Il 4 settembre 1868 la giuria formulò la graduatoria dei primi cinque premiati, conferendo il primo premio a Giovan Battista Filippo Basile, noto architetto palermitano, mentre al quarto posto era il progetto di Giuseppe Damiani Almeyda: il Sindaco, Salesio Balsano, si premurò di annunciare al Basile l’esito del concorso accompagnato dalle sue congratulazioni. Seguì un periodo di attesa, legato anche all’ambiguità del bando, che prevedeva che tutti e cinque i progetti premiati restassero di proprietà comunale e che tra questi il consiglio comunale avrebbe dovuto scegliere quello da portare a termine. La prima pietra fu posata il 12 gennaio 1875, anniversario della rivoluzione siciliana del 1848, in piazza Giuseppe Verdi, con la partecipazione di tutte le maggiori autorità cittadine e un discorso del barone Nicolò Turrisi Colonna. I lavori furono sospesi nel 1878 e ripresi nel 1890, con l’obiettivo di completarli in tempo per l’Esposizione dell’anno successivo e sempre affidati a Giovan Battista Filippo Basile, che però morì pochi mesi dopo, il 16 giugno 1891. Gli subentrò il figlio Ernesto, anch’esso architetto, che accettò di ultimare l’opera in corso del padre su richiesta del Comune di Palermo, completando anche i disegni necessari per la prosecuzione dei lavori del Teatro. L’inaugurazione avvenne il 16 maggio 1897 con Falstaff di Giuseppe Verdi, opera che ancora non era stata mai eseguita a Palermo, sotto la direzione di Leopoldo Mugnone: i prezzi dei biglietti andavano dalle 80 lire dei palchi di seconda fila alle 3 lire del loggione.

Il teatro Massimo all’epoca della sua inaugurazione era con i suoi 7730 metri quadrati di area il terzo teatro più grande d’Europa, secondo solo alle Opere di Parigi e Vienna.
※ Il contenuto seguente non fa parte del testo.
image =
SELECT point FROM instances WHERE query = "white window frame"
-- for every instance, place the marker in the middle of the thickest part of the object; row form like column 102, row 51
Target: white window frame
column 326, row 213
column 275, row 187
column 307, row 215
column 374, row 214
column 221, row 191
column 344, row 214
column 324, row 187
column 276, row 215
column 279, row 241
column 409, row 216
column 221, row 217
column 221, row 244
I due gruppi bronzei con i leoni che fiancheggiano la maestosa scalinata raffigurano la Tragedia, opera di Benedetto Civiletti, e la Lirica, opera invece di Mario Rutelli, autore anche della Quadriga che sovrasta il Politeama Garibaldi. Al termine della scalinata, un pronao con sei colonne corinzie accoglie lo spettatore. Il fregio in alto reca la scritta: “L’Arte rinnova i popoli e ne rivela la vita. Vano delle scene il diletto ove non miri a preparar l’avvenire”. La cupola che sovrasta la sala ha un diametro di 28,73 metri ed è composta da una struttura di ferro coperta da squame bronzee, sovrastata da un grande vaso anch’esso d’ispirazione corinzia. Ad Antonio Ugo sono dovuti il busto di Giuseppe Verdi e quello di Giovanni Battista Filippo Basile, mentre diversi rilievi scultorei sono opera di Salvatore Valenti. Tra i pittori che hanno decorato le sale del Teatro, Ettore De Maria Bergler, Michele Corteggiani, Luigi Di Giovanni, Rocco Lentini, Giuseppe Enea, Enrico Cavallaro, mentre Giuseppe Sciuti raffigurò il corteo dell’incoronazione di Ruggero II nel grande sipario decorato.

Nei primi decenni di attività il teatro fu affidato ad imprese private, spesso diverse di anno in anno, fino al 1935, quando con un decreto del Ministro della Cultura Popolare venne proclamato Ente Teatrale Autonomo, e dall’anno successivo assunse la denominazione ufficiale di Ente Autonomo Teatro Massimo di Palermo. Nel 1974 il Teatro viene chiuso per lavori di ristrutturazione, che si protraggono fino al 12 maggio 1997, quando il teatro viene riaperto con un concerto diretto nella prima parte da Franco Mannino e nella seconda parte da Claudio Abbado con i Berliner Philharmoniker.